1285105 reads; of these:
  1285105 (100.00%) were paired; of these:
    1048972 (81.63%) aligned concordantly 0 times
    221437 (17.23%) aligned concordantly exactly 1 time
    14696 (1.14%) aligned concordantly >1 times
    ----
    1048972 pairs aligned concordantly 0 times; of these:
      291246 (27.76%) aligned discordantly 1 time
    ----
    757726 pairs aligned 0 times concordantly or discordantly; of these:
      1515452 mates make up the pairs; of these:
        1238527 (81.73%) aligned 0 times
        220113 (14.52%) aligned exactly 1 time
        56812 (3.75%) aligned >1 times
51.81% overall alignment rate


If we run very-sensitive the alignment rate increases slightly, so the percentage of reads that don't align decreases. 

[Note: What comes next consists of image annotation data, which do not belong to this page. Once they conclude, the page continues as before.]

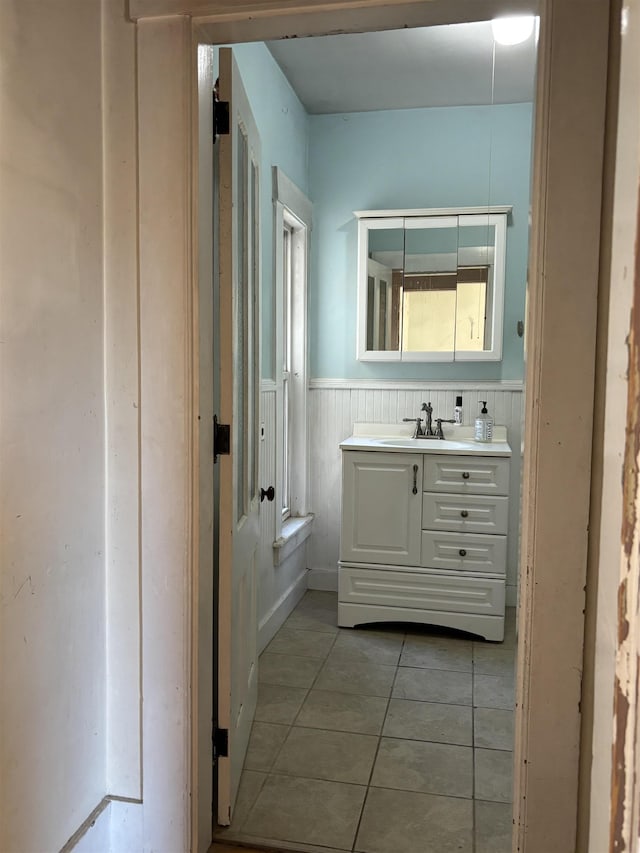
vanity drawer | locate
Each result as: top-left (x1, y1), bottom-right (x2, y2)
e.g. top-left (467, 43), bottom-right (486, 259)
top-left (422, 453), bottom-right (509, 495)
top-left (421, 530), bottom-right (507, 575)
top-left (422, 492), bottom-right (509, 535)
top-left (338, 565), bottom-right (504, 616)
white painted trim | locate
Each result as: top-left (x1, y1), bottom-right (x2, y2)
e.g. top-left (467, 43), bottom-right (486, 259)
top-left (355, 212), bottom-right (511, 363)
top-left (309, 379), bottom-right (524, 392)
top-left (272, 166), bottom-right (313, 528)
top-left (307, 566), bottom-right (338, 592)
top-left (258, 569), bottom-right (308, 654)
top-left (353, 204), bottom-right (513, 218)
top-left (272, 166), bottom-right (313, 231)
top-left (273, 515), bottom-right (314, 566)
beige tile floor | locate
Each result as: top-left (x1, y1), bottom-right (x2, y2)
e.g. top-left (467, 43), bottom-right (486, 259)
top-left (219, 591), bottom-right (515, 853)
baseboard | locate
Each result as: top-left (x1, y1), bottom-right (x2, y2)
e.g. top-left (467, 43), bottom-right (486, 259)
top-left (258, 569), bottom-right (309, 654)
top-left (307, 566), bottom-right (338, 592)
top-left (60, 797), bottom-right (143, 853)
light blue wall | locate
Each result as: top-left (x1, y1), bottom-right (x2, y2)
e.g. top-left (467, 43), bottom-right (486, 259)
top-left (233, 44), bottom-right (309, 378)
top-left (309, 104), bottom-right (532, 380)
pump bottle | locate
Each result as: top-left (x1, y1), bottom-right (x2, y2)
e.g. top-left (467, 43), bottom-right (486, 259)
top-left (474, 400), bottom-right (493, 441)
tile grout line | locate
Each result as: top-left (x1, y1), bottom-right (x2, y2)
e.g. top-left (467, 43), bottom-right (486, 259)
top-left (471, 643), bottom-right (476, 853)
top-left (351, 632), bottom-right (407, 853)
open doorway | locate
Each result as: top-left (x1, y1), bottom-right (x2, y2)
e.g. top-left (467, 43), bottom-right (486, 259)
top-left (209, 18), bottom-right (535, 850)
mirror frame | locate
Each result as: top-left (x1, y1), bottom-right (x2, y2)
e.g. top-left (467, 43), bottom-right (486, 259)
top-left (354, 205), bottom-right (512, 362)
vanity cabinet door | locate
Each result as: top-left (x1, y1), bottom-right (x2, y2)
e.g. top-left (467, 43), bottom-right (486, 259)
top-left (340, 451), bottom-right (422, 566)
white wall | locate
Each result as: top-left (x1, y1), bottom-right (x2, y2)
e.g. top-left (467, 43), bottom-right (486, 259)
top-left (0, 0), bottom-right (106, 853)
top-left (308, 380), bottom-right (522, 606)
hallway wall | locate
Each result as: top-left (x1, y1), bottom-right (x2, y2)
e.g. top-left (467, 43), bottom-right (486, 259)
top-left (0, 0), bottom-right (107, 853)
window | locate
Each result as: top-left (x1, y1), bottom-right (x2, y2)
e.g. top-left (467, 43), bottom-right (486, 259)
top-left (280, 220), bottom-right (295, 521)
top-left (273, 168), bottom-right (311, 542)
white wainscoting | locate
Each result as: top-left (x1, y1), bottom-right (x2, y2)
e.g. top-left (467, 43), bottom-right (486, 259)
top-left (307, 380), bottom-right (523, 606)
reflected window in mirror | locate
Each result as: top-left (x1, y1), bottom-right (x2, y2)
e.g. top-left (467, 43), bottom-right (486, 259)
top-left (356, 207), bottom-right (510, 361)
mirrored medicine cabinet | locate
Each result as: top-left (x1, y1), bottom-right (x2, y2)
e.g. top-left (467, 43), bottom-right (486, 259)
top-left (355, 211), bottom-right (511, 362)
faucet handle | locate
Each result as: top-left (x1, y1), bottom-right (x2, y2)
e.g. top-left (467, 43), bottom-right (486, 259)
top-left (436, 418), bottom-right (456, 438)
top-left (402, 416), bottom-right (422, 438)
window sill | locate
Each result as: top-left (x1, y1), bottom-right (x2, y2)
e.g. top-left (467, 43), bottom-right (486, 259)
top-left (273, 513), bottom-right (314, 566)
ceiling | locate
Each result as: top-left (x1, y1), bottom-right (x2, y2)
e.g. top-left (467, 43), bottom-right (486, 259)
top-left (267, 21), bottom-right (536, 114)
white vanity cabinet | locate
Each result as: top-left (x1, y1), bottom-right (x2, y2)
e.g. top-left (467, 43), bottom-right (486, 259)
top-left (340, 450), bottom-right (422, 566)
top-left (338, 442), bottom-right (509, 640)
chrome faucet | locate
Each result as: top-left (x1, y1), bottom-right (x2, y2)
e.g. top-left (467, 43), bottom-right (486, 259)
top-left (435, 418), bottom-right (456, 439)
top-left (402, 415), bottom-right (424, 438)
top-left (402, 402), bottom-right (455, 439)
top-left (420, 401), bottom-right (433, 435)
top-left (402, 403), bottom-right (434, 438)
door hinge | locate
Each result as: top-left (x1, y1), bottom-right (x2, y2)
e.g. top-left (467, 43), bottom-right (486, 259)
top-left (213, 98), bottom-right (229, 143)
top-left (213, 727), bottom-right (229, 761)
top-left (213, 415), bottom-right (231, 464)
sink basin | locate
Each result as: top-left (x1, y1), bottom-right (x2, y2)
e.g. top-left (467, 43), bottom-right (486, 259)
top-left (340, 423), bottom-right (511, 456)
top-left (375, 436), bottom-right (424, 449)
top-left (375, 438), bottom-right (478, 453)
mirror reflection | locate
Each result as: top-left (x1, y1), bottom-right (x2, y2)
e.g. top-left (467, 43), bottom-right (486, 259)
top-left (358, 209), bottom-right (506, 361)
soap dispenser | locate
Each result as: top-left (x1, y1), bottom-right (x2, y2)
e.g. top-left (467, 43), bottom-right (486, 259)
top-left (474, 400), bottom-right (493, 441)
top-left (453, 394), bottom-right (462, 426)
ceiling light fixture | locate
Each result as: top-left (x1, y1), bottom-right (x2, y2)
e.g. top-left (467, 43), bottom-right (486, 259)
top-left (491, 15), bottom-right (535, 44)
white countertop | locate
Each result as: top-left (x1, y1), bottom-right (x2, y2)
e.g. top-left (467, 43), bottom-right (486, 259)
top-left (340, 423), bottom-right (511, 456)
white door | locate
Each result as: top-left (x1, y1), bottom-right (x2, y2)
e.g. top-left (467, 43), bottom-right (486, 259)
top-left (216, 48), bottom-right (260, 825)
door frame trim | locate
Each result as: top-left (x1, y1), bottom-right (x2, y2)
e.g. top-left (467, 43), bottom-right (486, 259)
top-left (131, 0), bottom-right (609, 853)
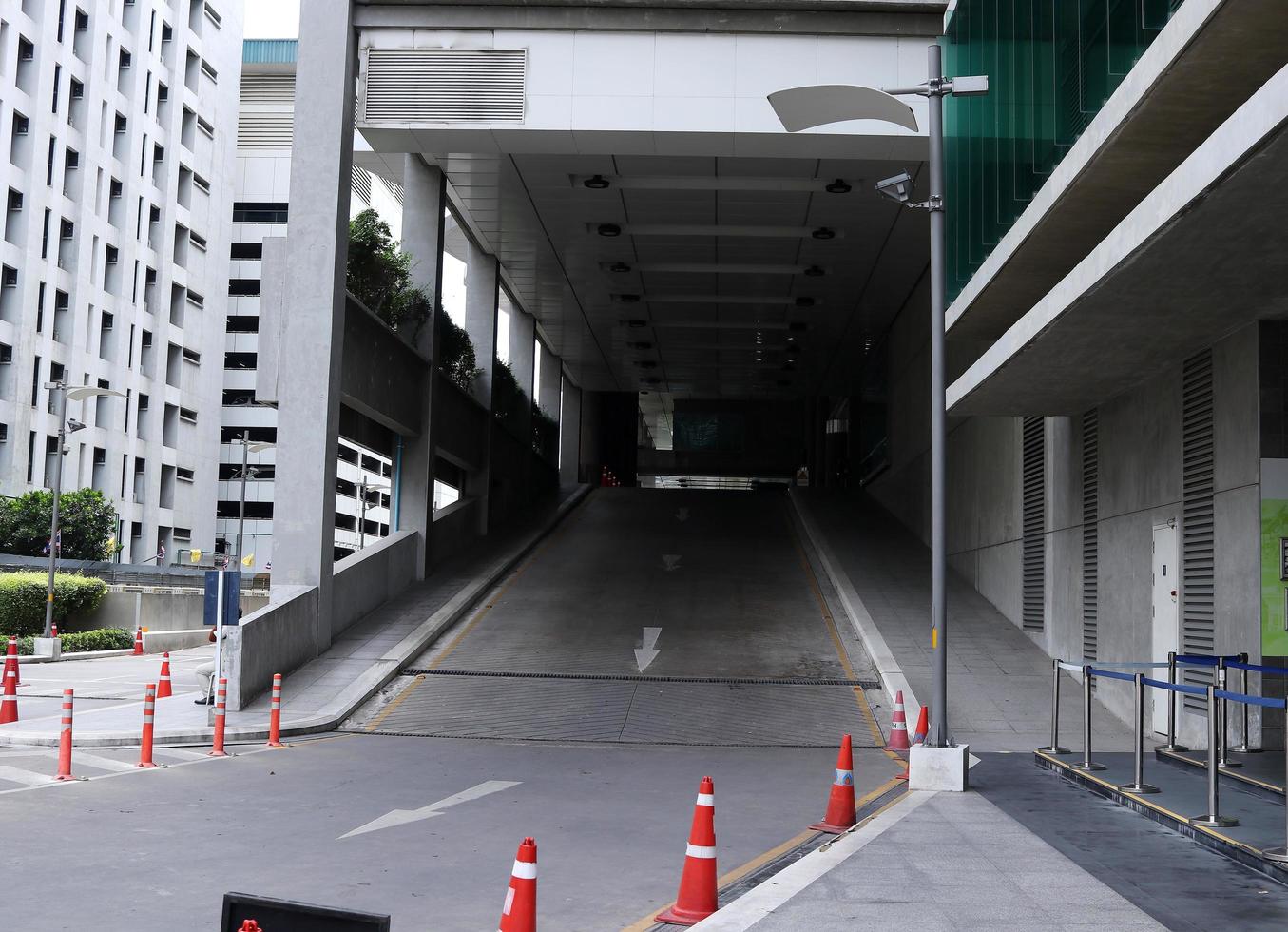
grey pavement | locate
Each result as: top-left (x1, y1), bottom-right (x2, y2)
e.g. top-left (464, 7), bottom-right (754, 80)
top-left (792, 489), bottom-right (1131, 751)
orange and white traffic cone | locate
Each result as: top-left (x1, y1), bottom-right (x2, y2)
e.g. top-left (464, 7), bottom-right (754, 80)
top-left (657, 777), bottom-right (719, 925)
top-left (54, 689), bottom-right (80, 780)
top-left (497, 837), bottom-right (537, 932)
top-left (157, 651), bottom-right (174, 699)
top-left (0, 664), bottom-right (18, 725)
top-left (912, 705), bottom-right (930, 744)
top-left (268, 673), bottom-right (286, 748)
top-left (809, 735), bottom-right (857, 835)
top-left (135, 683), bottom-right (157, 768)
top-left (4, 637), bottom-right (22, 686)
top-left (886, 689), bottom-right (910, 750)
top-left (206, 677), bottom-right (228, 757)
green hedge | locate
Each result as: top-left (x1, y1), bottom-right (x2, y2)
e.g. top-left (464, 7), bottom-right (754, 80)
top-left (18, 628), bottom-right (134, 657)
top-left (0, 573), bottom-right (106, 635)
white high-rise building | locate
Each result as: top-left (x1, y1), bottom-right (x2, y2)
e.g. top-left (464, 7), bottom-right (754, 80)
top-left (215, 39), bottom-right (402, 573)
top-left (0, 0), bottom-right (242, 563)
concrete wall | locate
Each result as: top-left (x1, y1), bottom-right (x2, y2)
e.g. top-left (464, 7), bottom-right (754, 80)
top-left (870, 295), bottom-right (1259, 747)
top-left (332, 531), bottom-right (418, 642)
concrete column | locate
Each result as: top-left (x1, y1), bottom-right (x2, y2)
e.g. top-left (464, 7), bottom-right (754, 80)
top-left (465, 251), bottom-right (501, 411)
top-left (538, 343), bottom-right (563, 420)
top-left (398, 153), bottom-right (447, 579)
top-left (273, 0), bottom-right (356, 651)
top-left (559, 375), bottom-right (581, 486)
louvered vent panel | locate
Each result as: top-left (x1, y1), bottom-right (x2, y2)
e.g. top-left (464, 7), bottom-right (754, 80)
top-left (1082, 409), bottom-right (1100, 660)
top-left (237, 112), bottom-right (293, 148)
top-left (240, 75), bottom-right (295, 105)
top-left (363, 49), bottom-right (527, 125)
top-left (1182, 351), bottom-right (1216, 710)
top-left (353, 165), bottom-right (371, 207)
top-left (1022, 417), bottom-right (1046, 631)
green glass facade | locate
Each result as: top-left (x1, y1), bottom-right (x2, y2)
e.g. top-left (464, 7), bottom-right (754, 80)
top-left (943, 0), bottom-right (1182, 301)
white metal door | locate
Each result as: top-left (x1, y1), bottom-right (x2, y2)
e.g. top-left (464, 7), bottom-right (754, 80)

# 3. Generating a coverage plot:

1) Convert SAM file to BAM file, with the following command:
    
     samtools view -b shewanella_aligned.sam > shewanella_aligned.bam


2) Sorting:
    samtools sort shewanella_aligned.bam > shewanella_aligned.sorted.bam

3) Indexing: samtools index shewanella_aligned.sorted.bam

4) Generate	a	file	containing	the	depth	of	coverage	for	every position	in	the	reference	genome:

samtools depth -a shewanella_aligned.sorted.bam > coverage_depth.tab



5) Generate the plot:

In [32]:
import numpy as np
import pandas as pd
import matplotlib.pyplot as plt

In [None]:
data = pd.read_csv('BioE131/coverage_depth.tab', sep='\t', engine='python', header=None)
data = data.rename(columns={0:'ref', 1:'base_position', 2:'depth'})
plt.scatter(x=data['base_position'], y=data['depth'])
plt.xlabel('Position in Genome')
plt.ylabel('Depth of Coverage')
plt.show()


Now, generate the histogram:

In [None]:
plt.hist(x=data['depth'], bins=np.linspace(data['depth'].min(), data['depth'].max(), 41))
plt.xlabel('Depth of Coverage')
plt.ylabel('Count')
plt.show

Now, find the min, max, and mean coverage across all positions:

In [35]:

print(data['depth'].min())
print(data['depth'].max())
print(data['depth'].mean())



1
479
70.40399292671975


# Extra Credit 1

1) According to the average depth=(total depth/length of chromosome) plot, Jamie's biological sex is male (XY).